И все же он был мальчишкой, хотя и поднабрался опыта, и потому в марте попал в историю. Они выходили к Выборгскому шоссе, а финны открыли шлюзы, и вода рванула в низины. Она надвигалась стремительно, блестя на солнце, казалась белой ртутью, пар поднимался над ней и сразу же замерзал в воздухе звездными радужными кристалликами. Он решил: проскочим обочиной, двинулся вперед первым и рухнул в воду. На морозе сковало мгновенно. Его занесли в какой-то полуразбитый домишко, полушубок на нем замерз так, что пола сломалась, он уронил руку на стол — она зазвенела, как стеклянная. На нем разрезали одежду, потом растирали голого водкой, и все же ноги почернели — вода залилась в валенки. Вот таким обмороженным отправили в Ленинград. Врачи поговаривали: придется отнимать ступни, но он не дался. А тут рана февральская открылась. Он в окно госпиталя видел, как в мартовский солнечный день шли по улице войска и их приветствовала толпа.

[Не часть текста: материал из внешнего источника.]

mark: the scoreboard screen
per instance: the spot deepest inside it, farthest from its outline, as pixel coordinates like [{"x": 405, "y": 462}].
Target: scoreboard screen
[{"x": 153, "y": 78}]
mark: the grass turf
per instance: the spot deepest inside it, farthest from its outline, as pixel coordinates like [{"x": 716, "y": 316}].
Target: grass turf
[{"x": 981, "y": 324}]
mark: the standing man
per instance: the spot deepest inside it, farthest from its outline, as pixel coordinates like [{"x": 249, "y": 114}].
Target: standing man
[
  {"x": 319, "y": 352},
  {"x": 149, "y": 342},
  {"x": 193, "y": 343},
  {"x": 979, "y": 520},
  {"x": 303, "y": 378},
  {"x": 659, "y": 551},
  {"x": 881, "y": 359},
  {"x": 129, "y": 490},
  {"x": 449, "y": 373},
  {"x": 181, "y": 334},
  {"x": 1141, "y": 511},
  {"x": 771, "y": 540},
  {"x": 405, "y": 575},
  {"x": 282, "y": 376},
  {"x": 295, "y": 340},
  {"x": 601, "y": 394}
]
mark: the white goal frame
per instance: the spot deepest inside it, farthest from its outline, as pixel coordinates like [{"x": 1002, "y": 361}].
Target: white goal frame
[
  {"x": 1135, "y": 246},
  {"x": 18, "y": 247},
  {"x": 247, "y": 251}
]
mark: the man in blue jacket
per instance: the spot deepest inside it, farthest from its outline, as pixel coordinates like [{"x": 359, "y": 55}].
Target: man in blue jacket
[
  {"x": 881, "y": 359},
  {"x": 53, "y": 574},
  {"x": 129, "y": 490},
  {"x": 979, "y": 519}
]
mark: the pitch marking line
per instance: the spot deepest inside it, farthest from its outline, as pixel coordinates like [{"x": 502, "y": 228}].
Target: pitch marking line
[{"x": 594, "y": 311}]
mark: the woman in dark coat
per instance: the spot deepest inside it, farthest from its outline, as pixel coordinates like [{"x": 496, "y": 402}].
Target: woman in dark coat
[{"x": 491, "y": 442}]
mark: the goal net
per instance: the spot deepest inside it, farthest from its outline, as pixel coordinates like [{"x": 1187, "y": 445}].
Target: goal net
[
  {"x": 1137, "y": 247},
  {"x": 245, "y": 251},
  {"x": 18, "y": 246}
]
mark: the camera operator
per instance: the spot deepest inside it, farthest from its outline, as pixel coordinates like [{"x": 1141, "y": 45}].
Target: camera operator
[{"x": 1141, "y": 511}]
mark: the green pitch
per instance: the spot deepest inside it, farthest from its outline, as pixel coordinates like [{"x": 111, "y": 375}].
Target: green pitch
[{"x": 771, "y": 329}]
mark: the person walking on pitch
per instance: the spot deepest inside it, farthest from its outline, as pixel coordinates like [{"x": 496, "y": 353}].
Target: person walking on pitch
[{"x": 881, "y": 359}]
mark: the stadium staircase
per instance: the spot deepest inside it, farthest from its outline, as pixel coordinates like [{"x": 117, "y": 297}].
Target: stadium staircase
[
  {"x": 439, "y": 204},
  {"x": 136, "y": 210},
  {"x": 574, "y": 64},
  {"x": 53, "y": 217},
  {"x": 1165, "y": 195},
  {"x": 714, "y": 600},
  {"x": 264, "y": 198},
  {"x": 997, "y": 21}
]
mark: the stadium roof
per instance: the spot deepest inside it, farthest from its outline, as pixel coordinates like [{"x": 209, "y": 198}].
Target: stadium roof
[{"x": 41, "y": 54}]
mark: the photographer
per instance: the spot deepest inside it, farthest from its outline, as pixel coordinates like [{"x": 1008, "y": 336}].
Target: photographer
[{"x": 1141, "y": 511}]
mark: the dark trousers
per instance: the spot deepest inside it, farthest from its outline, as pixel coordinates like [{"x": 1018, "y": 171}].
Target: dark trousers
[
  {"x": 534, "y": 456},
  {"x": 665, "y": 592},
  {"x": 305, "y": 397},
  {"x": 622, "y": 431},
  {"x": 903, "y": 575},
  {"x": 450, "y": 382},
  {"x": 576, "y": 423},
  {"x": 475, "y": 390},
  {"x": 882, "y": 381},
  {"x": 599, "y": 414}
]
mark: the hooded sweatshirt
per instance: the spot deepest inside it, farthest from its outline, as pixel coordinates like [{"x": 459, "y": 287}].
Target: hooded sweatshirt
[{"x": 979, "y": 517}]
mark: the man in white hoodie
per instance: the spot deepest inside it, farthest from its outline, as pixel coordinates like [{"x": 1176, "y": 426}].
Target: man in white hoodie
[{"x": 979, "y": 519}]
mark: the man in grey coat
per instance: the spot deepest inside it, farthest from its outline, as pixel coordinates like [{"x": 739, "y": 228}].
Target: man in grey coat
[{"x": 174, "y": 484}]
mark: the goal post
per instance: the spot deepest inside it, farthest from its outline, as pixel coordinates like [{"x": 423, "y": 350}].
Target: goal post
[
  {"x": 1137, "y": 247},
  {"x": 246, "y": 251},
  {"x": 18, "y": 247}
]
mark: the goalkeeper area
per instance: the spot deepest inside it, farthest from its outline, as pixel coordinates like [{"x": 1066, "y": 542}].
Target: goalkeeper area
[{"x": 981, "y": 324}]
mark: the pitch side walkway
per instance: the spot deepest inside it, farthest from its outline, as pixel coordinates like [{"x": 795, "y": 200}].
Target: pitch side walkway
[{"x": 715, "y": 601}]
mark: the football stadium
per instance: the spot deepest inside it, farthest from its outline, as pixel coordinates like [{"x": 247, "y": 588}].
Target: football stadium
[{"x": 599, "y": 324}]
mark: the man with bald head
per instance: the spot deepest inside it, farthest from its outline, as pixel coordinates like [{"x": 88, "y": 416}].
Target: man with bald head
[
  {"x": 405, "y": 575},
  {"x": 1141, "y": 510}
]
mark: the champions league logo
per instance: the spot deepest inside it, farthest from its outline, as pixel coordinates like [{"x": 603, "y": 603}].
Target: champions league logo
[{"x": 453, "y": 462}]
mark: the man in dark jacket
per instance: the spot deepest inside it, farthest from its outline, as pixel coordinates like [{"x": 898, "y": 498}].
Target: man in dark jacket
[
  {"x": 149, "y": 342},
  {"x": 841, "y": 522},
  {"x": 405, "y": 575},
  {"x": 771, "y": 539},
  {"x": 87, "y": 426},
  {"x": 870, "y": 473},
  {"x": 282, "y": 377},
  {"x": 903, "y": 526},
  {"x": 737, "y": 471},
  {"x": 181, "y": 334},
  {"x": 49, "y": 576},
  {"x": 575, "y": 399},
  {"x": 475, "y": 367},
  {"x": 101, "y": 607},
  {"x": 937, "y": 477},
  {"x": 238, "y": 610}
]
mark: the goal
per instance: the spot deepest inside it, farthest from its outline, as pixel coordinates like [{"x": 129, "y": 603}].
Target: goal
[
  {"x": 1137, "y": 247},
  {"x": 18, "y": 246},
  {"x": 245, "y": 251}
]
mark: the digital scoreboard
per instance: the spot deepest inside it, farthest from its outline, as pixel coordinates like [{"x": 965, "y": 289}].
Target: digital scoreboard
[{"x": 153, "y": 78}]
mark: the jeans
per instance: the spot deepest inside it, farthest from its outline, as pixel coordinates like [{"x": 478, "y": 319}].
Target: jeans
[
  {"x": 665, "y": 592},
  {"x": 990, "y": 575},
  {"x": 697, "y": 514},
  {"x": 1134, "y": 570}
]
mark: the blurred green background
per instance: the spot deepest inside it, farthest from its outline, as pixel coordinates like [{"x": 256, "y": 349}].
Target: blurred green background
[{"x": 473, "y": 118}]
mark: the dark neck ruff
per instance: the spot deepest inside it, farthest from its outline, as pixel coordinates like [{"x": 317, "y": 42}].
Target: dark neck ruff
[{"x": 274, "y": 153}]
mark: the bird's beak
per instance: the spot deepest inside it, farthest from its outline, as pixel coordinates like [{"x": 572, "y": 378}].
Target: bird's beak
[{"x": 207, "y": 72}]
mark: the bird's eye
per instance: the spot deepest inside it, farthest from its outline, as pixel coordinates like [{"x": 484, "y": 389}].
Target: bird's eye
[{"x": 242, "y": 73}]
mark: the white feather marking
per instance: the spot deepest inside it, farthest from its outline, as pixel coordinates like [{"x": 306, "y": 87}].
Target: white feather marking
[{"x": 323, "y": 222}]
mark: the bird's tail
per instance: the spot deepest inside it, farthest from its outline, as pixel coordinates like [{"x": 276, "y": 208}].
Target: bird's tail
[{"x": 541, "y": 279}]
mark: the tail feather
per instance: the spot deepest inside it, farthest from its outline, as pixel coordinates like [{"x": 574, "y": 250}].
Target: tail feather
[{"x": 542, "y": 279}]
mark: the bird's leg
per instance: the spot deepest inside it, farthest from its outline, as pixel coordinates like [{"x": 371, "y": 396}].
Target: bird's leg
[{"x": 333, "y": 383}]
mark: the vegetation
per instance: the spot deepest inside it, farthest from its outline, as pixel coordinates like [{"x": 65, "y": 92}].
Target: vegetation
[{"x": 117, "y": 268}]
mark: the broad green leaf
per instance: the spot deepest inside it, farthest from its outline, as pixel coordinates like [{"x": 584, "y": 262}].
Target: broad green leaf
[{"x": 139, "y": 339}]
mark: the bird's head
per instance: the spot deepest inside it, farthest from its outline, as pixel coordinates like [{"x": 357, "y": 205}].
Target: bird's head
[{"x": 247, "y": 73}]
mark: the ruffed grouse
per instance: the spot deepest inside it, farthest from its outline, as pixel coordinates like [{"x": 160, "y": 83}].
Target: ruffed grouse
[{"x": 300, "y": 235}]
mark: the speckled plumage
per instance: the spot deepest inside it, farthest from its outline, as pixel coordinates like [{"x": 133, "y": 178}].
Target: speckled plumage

В эти дни и приехала Алиса. Она навещала его в госпитале каждый день и, когда он уже стал ходить, увела его в парк, несколько раз огляделась, сказала шепотом: «Зигмунда Лося арестовали». Он не поверил, но она стала сердиться: просто Найдин ни черта не понимает, у Лося отец — поляк, но он это скрыл, чтобы пробраться в армию. Петр Петрович ответил: поляков не так уж мало в армии, тогда она усмехнулась, объяснила, это не те поляки. Отец Зигмунда прибыл, скорее всего, по заданию буржуазной разведки. Но он видел, как воевал Лось. Сказал Алисе: Зигмунд под пули подставлялся не меньше моего, это случайность, что ему Героя не дали, ведь рядом были. Но Алиса была строга, жестко сказала: пусть он об этом не говорит, органы лучше знают, что делают, и, как ни больно ему признаваться, он поверил тогда жене, только все время удивлялся: как же это так здорово мог Лось притворяться, наверное, был опытный.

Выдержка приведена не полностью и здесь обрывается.